Taken all together, these results suggest that moderate ethanol reduction—down to around 14% (v/v)—does not compromise the key characteristics of biologically aged Fino wines. In this way, it has been demonstrated that the sensory scores of white wines with low reducing sugar levels are not significantly dependent on the ethanol content [33]. On the contrary, it may enhance the flor yeast ecology and promote more nuanced aromatic and sensory complexity during aging. These findings provide promising insights into the potential for producing high-quality biologically aged wines with reduced alcohol content, responding to both enological innovation and evolving consumer preferences. It is important to note that the wines studied had already undergone more than two years of dynamic biological aging, thereby fully complying with PDO requirements before the static phase was introduced. This final static stage was specifically designed to reduce ethanol content while preserving wine quality, an objective that was successfully achieved.
4. Conclusions
This study successfully demonstrates that a nine-month period of static biological aging is a viable alternative to the traditional dynamic criaderas and solera system for producing Spanish Fino-style wines with a lower alcohol content. The wines with an initial ethanol concentration of approximately 14% (v/v) showed a more active flor veil and greater metabolic activity compared to the 15% (v/v) control wines. This increased activity led to significant changes in key enological parameters, particularly a reduction in volatile and total acidity and an increase in the total polyphenol index (TPI). Furthermore, the lower-ethanol wines developed higher concentrations of acetaldehyde, a critical aroma compound responsible for the characteristic nutty and aldehydic notes of biologically aged wines. Microbiological analysis showed that lower-ethanol wines were dominated by Saccharomyces spp., forming a stable, active community, while control wines had more non-Saccharomyces species, mostly Torulaspora delbrueckii. Saccharomyces dominance in test wines aligned with richer ester and norisoprenoid profiles and preserved fruity–floral notes, whereas higher non-Saccharomyces presence in controls was linked to oxidative and herbaceous aromas. This study shows that introducing a final static aging stage after more than two years of dynamic biological aging reduces ethanol content while preserving chemical stability and sensory quality. Static aging may therefore represent a complementary strategy within PDO-compliant production, enabling innovation without loss of typicity. Further long-term studies are needed to confirm stability, refine practical application, and address regulatory requirements for labeling “Fino-style” products.
Supplementary Materials
The following supporting information can be downloaded at: https://www.mdpi.com/article/10.3390/fermentation11100575/s1, Table S1: Loadings of the major volatile compounds for the two first principal components and contribution to the total variance explained. Table S2: Loadings of the minor volatile compounds for the two first principal components and contribution of them to the total variance explained.
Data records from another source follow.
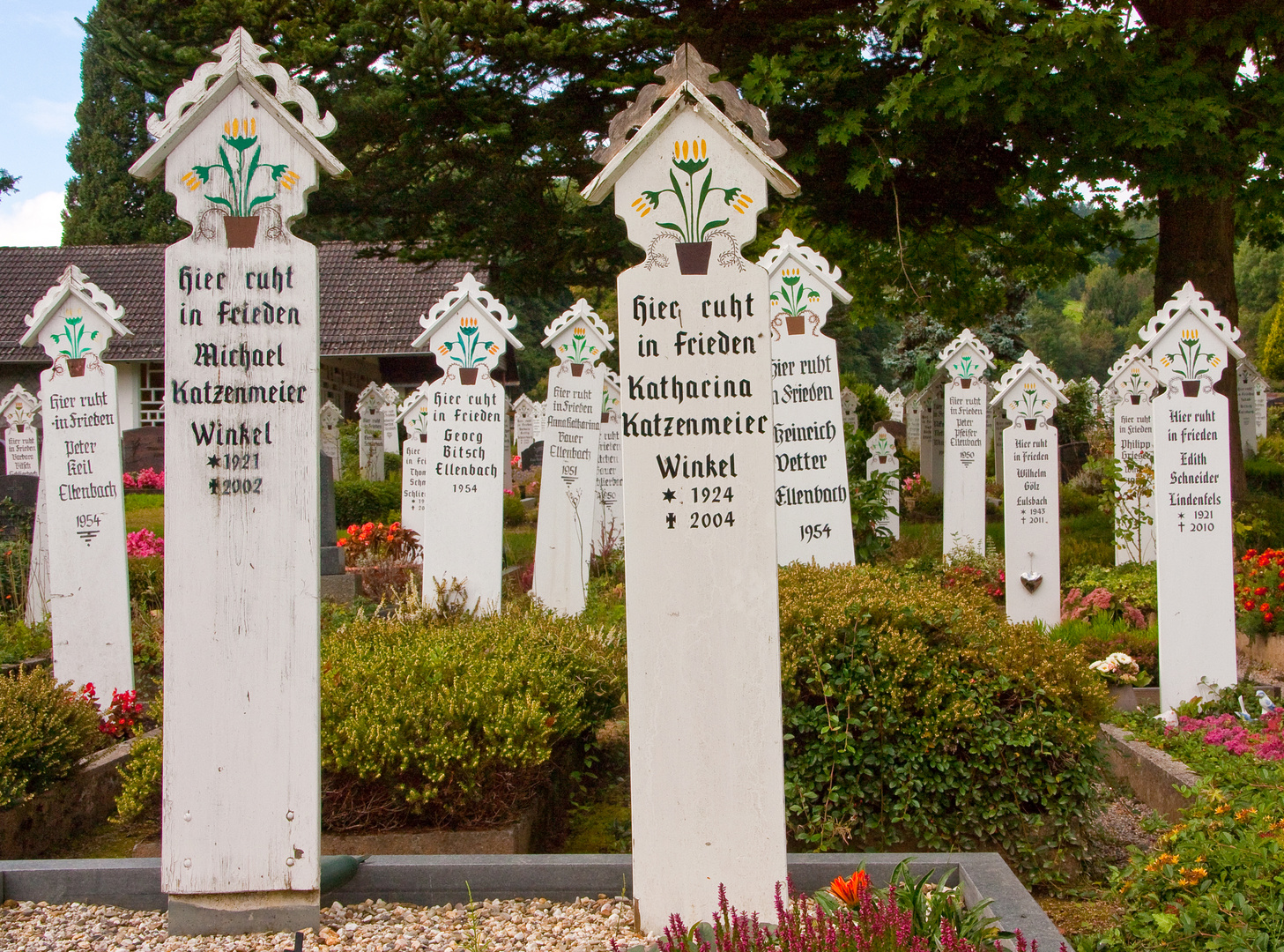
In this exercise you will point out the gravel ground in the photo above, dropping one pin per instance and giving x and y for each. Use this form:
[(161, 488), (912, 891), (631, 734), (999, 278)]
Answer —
[(584, 926)]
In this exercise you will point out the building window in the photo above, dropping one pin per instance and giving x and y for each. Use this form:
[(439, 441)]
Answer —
[(152, 395)]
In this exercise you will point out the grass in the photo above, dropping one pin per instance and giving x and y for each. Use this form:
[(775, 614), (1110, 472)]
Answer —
[(144, 510)]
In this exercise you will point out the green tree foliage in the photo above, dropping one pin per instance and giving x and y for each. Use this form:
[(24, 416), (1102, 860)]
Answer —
[(106, 205)]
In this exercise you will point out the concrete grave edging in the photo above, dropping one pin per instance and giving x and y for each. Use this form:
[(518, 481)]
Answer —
[(432, 881)]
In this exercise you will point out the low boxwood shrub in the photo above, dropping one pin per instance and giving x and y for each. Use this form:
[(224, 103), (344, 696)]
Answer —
[(917, 718), (456, 722), (45, 727)]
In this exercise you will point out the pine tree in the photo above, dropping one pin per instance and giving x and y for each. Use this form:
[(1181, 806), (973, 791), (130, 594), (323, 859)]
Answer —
[(104, 204)]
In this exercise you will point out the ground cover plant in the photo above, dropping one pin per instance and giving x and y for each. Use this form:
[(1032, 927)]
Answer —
[(917, 718), (1215, 881)]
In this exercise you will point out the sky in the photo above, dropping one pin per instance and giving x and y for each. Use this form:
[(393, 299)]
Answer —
[(40, 71)]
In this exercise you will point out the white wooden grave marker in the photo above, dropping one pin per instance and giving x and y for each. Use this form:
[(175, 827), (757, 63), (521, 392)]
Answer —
[(523, 423), (416, 452), (882, 459), (1132, 382), (370, 410), (813, 506), (21, 452), (241, 798), (392, 404), (609, 511), (699, 478), (564, 535), (966, 360), (1028, 395), (330, 419), (1188, 340), (89, 584), (463, 536)]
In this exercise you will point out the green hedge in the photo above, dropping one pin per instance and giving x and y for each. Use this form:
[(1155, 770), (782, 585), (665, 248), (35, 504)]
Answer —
[(917, 718), (361, 502), (45, 727)]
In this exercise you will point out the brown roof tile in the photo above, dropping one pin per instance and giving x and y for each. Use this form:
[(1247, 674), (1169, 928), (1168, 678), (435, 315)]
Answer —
[(368, 306)]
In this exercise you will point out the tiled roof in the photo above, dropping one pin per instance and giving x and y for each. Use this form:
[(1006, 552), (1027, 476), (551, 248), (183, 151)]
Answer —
[(368, 306)]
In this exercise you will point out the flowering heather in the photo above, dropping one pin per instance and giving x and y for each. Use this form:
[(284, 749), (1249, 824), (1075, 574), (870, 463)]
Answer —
[(1266, 741), (876, 924), (143, 544)]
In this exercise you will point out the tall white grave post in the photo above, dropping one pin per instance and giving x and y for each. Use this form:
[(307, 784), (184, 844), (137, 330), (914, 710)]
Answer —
[(1188, 340), (882, 459), (699, 480), (913, 423), (1132, 382), (463, 536), (609, 511), (813, 506), (418, 457), (1028, 395), (1252, 404), (241, 800), (850, 406), (966, 360), (392, 405), (564, 535), (523, 423), (89, 584), (21, 454), (330, 419), (370, 410), (896, 405)]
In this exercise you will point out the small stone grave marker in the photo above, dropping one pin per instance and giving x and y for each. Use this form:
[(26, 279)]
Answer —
[(1188, 339), (564, 535), (89, 584), (1028, 395), (964, 398), (21, 451), (463, 536), (707, 755), (882, 459), (813, 506), (1132, 382)]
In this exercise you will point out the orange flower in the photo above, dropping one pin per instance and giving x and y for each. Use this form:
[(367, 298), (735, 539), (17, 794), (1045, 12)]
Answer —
[(850, 890)]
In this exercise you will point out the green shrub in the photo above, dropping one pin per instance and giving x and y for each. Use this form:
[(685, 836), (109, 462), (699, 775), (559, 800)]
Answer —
[(45, 727), (361, 502), (455, 722), (916, 718), (1265, 476)]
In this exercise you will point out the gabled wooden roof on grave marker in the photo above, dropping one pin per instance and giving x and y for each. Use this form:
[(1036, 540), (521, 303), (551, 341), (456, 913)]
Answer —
[(239, 64), (75, 283), (1132, 354), (1188, 300), (468, 289), (687, 85), (1028, 365), (579, 312), (790, 246)]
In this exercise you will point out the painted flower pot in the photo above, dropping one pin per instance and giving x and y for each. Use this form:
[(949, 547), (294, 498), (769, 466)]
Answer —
[(241, 230), (694, 257)]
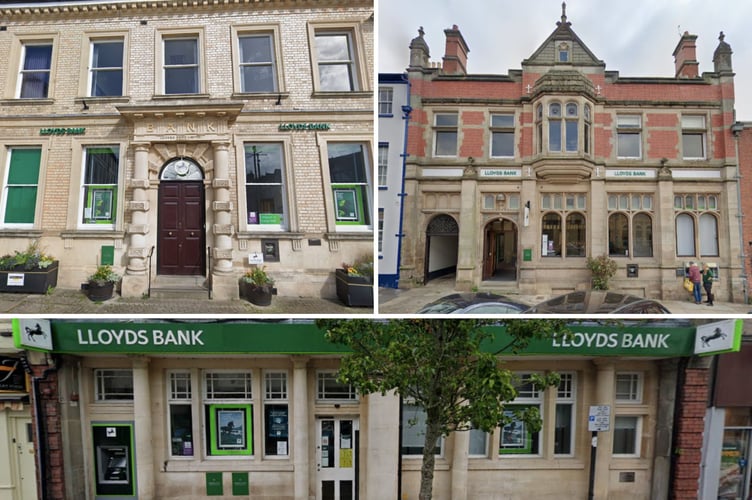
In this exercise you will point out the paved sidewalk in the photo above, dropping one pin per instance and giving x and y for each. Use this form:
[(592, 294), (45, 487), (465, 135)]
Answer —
[(408, 301), (74, 302)]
Table S3: ANOVA results of the sensory attributes scored for Test and Control wines during the static biological aging.
Author Contributions
Conceptualization, J.M. and C.L.; methodology, J.M. and C.L.; software, R.M.-C.; formal analysis, R.M.-C., J.C.G.-G., M.T.A.-J. and L.V.-E.; investigation, J.M., J.M.-G., R.M.-C. and L.V.-E.; resources, J.M. and C.L.; writing—original draft preparation, J.M. and R.M.-C.; writing—review and editing, J.M.-G.; visualization, R.M.-C. and J.M.; supervision, J.M., J.M.-G. and C.L.; funding acquisition: J.M. and C.L. All authors have read and agreed to the published version of the manuscript.
Funding
This research was funded by JUNTA ANDALUCIA (SPAIN) through the projects: Program: Specialized Transfer Actions Universities-CEIS-RIS3-FEDER. Singular Project AGROMIS-ceiA3, SUBSECTOR: TRADITIONAL WINES OF ANDALUCIA. Call 2020: Grants for R+D+i projects in the field of Innovation Ecosystems of the International Centers of Excellence (PY2020 ECOSIS INNOV CEIS). Grant number PYC20 RE 068 UCO. Consejería de Agricultura, Ganadería, Pesca y Desarrollo Sostenible. JA-CAPDR: Ayudas a la creación y el funcionamiento de grupos operativos de la Asociación Europea de Innovación (AEI) en materia de productividad y sostenibilidad agrícolas. Línea 1: Operación 16.1.2. Ayudas al funcionamiento de los grupos operativos de la AEI en materia de productividad y sostenibilidad agrícola. Grant number GOPG-CO-23-0007 INNOFINO. “Implementación de prácticas innovadoras para reducción de grado alcohólico vinos tipo Fino Andaluces, preservando la calidad del vino”.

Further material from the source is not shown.